First Vatican child abuse trial delayed as accused taken to hospital

Stephanie Kirchgaessner
The Guardian
July 11, 2015


The former Vatican diplomat Józef Wesołowski has been taken to hospital with an “unexpected illness” on the opening day of his trial for alleged child sex abuse.

The development, announced in a Vatican bulletin, has delayed the first trial inside the Holy See of a senior official on charges of paedophilia and possession of child pornography.

The Vatican said the hearing at the state tribunal had started on Saturday morning when the promoter of justice announced that the former nuncio to the Dominican Republic had been admitted to intensive care at an unnamed public hospital with an “unexpected illness”. The trial was suspended and postponed until a later date, yet to be announced.

No further details of Wesolowski’s medical condition were given.

The fact that the 66-year-old Pole had been due to face justice inside the Vatican was seen as a major milestone in the city state’s history. Wesołowski is the first high-ranking official to be charged with paedophilia in a criminal court in the Holy See.

The trial is seen as a test of Pope Francis’s commitment to tackling the church’s legacy of sexual violence against children. It is the first time the church has used the criminal justice system Francis put in place to handle cases of alleged clerical wrongdoing.

Allegations that Wesołowski paid teenage boys for sexual acts while he was the Vatican’s top diplomat in the Dominican Republic rocked the Holy See when the story broke two years ago.

Wearing a baseball cap low over his head, he allegedly trawled the promenade in Santo Domingo for victims among the shoeshine boys.

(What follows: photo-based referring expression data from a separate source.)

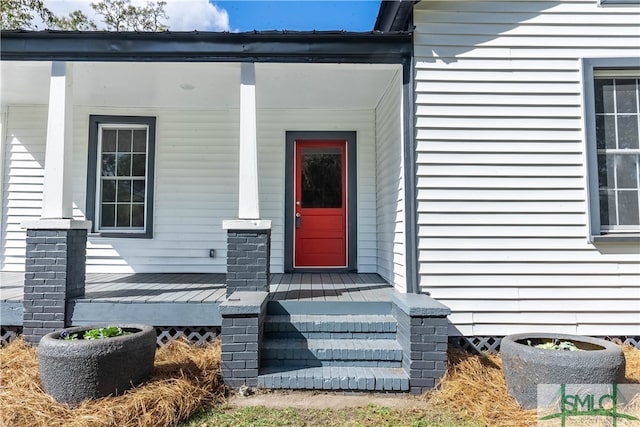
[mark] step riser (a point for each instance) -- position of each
(333, 354)
(329, 308)
(331, 335)
(320, 351)
(361, 379)
(315, 363)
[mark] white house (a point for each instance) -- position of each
(487, 153)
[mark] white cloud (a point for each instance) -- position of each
(187, 15)
(184, 15)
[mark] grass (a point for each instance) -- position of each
(371, 415)
(187, 379)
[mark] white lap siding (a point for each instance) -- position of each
(390, 186)
(502, 209)
(26, 130)
(196, 184)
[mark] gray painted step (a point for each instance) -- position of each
(335, 378)
(332, 352)
(331, 326)
(329, 307)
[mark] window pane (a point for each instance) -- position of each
(627, 131)
(137, 215)
(604, 95)
(108, 165)
(605, 132)
(138, 191)
(139, 164)
(626, 171)
(108, 140)
(321, 178)
(124, 164)
(626, 101)
(108, 190)
(628, 207)
(607, 208)
(123, 216)
(124, 141)
(606, 171)
(140, 141)
(108, 215)
(124, 191)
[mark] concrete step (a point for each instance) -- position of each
(306, 326)
(332, 352)
(334, 378)
(329, 307)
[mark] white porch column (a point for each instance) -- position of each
(57, 198)
(248, 200)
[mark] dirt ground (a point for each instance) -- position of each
(324, 400)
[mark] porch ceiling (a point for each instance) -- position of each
(202, 85)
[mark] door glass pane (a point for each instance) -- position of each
(108, 141)
(626, 101)
(321, 178)
(124, 140)
(604, 96)
(628, 206)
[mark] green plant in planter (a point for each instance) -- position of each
(555, 345)
(95, 334)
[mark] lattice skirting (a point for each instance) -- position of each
(9, 333)
(492, 344)
(198, 335)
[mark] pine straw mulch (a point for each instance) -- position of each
(185, 378)
(474, 387)
(188, 377)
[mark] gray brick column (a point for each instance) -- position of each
(242, 328)
(248, 257)
(423, 336)
(54, 273)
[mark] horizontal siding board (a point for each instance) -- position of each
(501, 193)
(389, 188)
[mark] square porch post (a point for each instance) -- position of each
(56, 243)
(248, 237)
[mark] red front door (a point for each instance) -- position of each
(320, 204)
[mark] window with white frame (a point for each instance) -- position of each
(617, 124)
(120, 184)
(612, 106)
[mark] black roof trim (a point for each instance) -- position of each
(395, 15)
(255, 46)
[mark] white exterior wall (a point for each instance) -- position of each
(26, 132)
(196, 184)
(390, 187)
(502, 209)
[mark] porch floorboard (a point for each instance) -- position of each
(186, 299)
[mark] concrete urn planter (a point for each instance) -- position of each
(75, 370)
(524, 366)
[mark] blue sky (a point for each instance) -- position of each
(248, 15)
(245, 15)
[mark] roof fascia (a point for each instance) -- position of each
(394, 15)
(306, 47)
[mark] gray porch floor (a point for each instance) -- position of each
(210, 288)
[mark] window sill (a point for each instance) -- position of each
(617, 238)
(121, 235)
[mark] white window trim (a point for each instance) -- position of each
(591, 68)
(609, 3)
(98, 207)
(93, 196)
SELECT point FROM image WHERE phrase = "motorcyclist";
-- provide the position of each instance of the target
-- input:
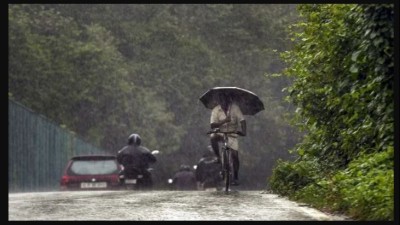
(208, 171)
(134, 157)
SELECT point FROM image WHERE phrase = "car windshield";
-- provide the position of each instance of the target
(93, 167)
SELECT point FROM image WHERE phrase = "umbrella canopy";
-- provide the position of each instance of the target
(249, 103)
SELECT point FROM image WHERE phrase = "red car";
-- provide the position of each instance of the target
(91, 172)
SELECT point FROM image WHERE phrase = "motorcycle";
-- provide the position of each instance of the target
(134, 178)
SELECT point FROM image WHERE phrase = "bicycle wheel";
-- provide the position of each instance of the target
(227, 169)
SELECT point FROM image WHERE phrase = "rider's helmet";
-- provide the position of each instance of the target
(134, 139)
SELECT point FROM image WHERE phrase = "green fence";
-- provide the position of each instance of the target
(38, 150)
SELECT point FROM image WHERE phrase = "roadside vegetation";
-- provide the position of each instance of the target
(343, 64)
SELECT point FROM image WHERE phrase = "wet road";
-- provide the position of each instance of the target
(158, 205)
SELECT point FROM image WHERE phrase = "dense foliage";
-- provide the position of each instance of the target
(343, 64)
(107, 70)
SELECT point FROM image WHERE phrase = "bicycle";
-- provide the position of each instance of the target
(226, 158)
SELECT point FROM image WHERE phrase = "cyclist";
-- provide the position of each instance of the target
(227, 117)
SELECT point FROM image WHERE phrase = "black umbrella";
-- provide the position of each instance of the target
(249, 103)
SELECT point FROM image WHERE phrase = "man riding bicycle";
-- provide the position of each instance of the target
(227, 117)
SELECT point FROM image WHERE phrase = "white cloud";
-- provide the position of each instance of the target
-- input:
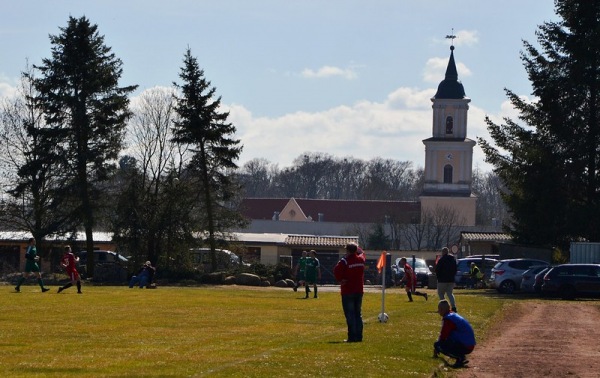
(462, 38)
(466, 38)
(329, 71)
(393, 129)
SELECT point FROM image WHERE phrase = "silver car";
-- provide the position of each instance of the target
(507, 274)
(528, 278)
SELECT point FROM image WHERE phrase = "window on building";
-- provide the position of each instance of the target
(448, 174)
(449, 125)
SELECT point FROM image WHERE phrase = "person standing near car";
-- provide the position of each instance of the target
(31, 267)
(445, 271)
(313, 272)
(144, 276)
(350, 273)
(456, 338)
(476, 275)
(299, 270)
(410, 280)
(68, 262)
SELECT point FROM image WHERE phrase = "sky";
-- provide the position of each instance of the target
(346, 78)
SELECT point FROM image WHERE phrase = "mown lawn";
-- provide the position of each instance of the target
(219, 332)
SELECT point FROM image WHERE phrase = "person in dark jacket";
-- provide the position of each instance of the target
(456, 339)
(350, 273)
(445, 270)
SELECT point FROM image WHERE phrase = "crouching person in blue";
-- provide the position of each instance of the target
(144, 276)
(457, 338)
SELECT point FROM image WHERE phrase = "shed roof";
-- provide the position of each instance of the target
(485, 236)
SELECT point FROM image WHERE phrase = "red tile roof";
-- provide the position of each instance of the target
(320, 241)
(345, 211)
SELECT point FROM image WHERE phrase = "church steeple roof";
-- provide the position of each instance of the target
(451, 87)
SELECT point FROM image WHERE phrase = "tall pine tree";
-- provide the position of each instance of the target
(85, 111)
(203, 127)
(550, 165)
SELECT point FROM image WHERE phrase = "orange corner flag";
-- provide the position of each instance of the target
(381, 261)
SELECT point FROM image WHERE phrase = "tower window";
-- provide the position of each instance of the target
(447, 174)
(449, 125)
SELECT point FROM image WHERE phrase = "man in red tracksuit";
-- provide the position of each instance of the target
(410, 280)
(350, 273)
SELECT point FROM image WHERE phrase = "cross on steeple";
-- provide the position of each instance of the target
(451, 37)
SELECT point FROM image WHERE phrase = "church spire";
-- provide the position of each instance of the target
(451, 87)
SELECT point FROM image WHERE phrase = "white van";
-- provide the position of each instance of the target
(225, 258)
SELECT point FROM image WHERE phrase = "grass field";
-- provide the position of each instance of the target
(220, 332)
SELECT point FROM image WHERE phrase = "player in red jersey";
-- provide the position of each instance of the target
(68, 262)
(410, 280)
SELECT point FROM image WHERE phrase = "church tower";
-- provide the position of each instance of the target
(449, 154)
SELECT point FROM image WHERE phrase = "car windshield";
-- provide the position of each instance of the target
(420, 263)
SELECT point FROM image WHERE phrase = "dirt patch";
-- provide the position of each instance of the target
(541, 339)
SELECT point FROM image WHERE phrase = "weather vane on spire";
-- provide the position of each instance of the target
(451, 38)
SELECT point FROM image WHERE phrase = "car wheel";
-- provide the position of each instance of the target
(567, 292)
(507, 287)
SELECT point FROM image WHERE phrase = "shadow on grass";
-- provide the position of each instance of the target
(520, 295)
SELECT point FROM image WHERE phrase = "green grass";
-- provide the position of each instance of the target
(220, 332)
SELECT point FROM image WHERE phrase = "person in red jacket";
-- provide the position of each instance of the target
(410, 280)
(69, 261)
(350, 273)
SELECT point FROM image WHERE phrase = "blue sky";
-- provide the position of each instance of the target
(341, 77)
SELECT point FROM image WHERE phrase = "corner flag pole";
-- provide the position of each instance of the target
(381, 267)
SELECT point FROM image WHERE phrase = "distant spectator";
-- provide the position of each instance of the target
(144, 277)
(350, 273)
(475, 274)
(299, 270)
(31, 267)
(410, 280)
(456, 338)
(445, 271)
(313, 272)
(68, 262)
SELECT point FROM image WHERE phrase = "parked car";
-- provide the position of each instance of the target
(539, 280)
(103, 257)
(507, 274)
(570, 281)
(420, 268)
(110, 266)
(463, 269)
(225, 258)
(528, 278)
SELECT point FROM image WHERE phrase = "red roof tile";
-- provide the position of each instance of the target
(345, 211)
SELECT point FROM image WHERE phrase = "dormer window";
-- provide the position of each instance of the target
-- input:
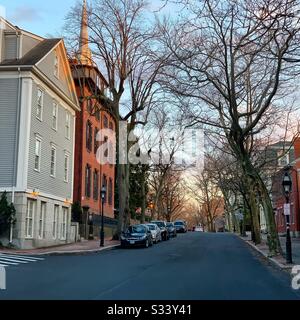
(40, 100)
(56, 66)
(283, 158)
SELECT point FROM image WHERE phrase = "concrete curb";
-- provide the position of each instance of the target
(272, 260)
(54, 253)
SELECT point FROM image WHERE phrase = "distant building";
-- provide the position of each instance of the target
(38, 103)
(90, 175)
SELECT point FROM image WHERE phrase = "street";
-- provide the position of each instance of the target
(192, 266)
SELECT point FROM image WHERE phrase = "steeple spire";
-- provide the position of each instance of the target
(84, 50)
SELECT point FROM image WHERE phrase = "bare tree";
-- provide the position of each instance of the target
(230, 60)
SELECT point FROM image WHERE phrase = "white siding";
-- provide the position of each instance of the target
(42, 180)
(8, 130)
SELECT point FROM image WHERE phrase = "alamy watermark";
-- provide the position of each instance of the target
(296, 277)
(2, 278)
(180, 147)
(2, 15)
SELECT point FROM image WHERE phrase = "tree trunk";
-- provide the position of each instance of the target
(272, 238)
(143, 194)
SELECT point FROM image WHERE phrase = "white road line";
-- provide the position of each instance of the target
(18, 256)
(7, 262)
(23, 258)
(12, 260)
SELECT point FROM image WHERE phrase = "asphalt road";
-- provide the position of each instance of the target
(192, 266)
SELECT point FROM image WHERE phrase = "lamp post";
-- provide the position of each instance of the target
(287, 188)
(103, 193)
(169, 212)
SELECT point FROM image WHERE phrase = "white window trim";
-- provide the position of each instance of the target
(56, 65)
(37, 138)
(42, 106)
(43, 213)
(68, 125)
(55, 103)
(67, 155)
(64, 223)
(54, 174)
(55, 221)
(27, 236)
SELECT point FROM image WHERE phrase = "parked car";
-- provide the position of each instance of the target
(172, 230)
(137, 235)
(155, 231)
(163, 228)
(180, 226)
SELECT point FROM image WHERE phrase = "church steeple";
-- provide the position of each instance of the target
(85, 55)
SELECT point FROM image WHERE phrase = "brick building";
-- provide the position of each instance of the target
(292, 158)
(90, 175)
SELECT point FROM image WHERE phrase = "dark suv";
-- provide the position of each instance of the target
(163, 228)
(180, 226)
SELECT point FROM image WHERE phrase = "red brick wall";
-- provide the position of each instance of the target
(83, 157)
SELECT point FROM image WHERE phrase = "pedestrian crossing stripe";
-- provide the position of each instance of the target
(7, 260)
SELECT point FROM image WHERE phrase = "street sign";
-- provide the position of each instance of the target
(287, 209)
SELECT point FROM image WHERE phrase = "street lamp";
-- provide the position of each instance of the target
(103, 194)
(169, 211)
(287, 188)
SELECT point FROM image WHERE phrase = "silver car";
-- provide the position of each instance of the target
(155, 231)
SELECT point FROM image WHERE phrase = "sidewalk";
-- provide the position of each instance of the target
(278, 260)
(84, 246)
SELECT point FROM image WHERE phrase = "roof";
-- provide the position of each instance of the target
(34, 55)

The pope recalled Wesołowski to Rome in August 2013 after he was made aware of the claims. He has since been defrocked. The move was criticised in part because it was seen as an attempt to shield Wesołowski from prosecutors in the Dominican Republic.

Last year, the Vatican stripped Wesołowski of his diplomatic immunity, and explicitly said the move could make him subject to judicial proceedings in other courts, though it has clearly sought to be the first jurisdiction to try him.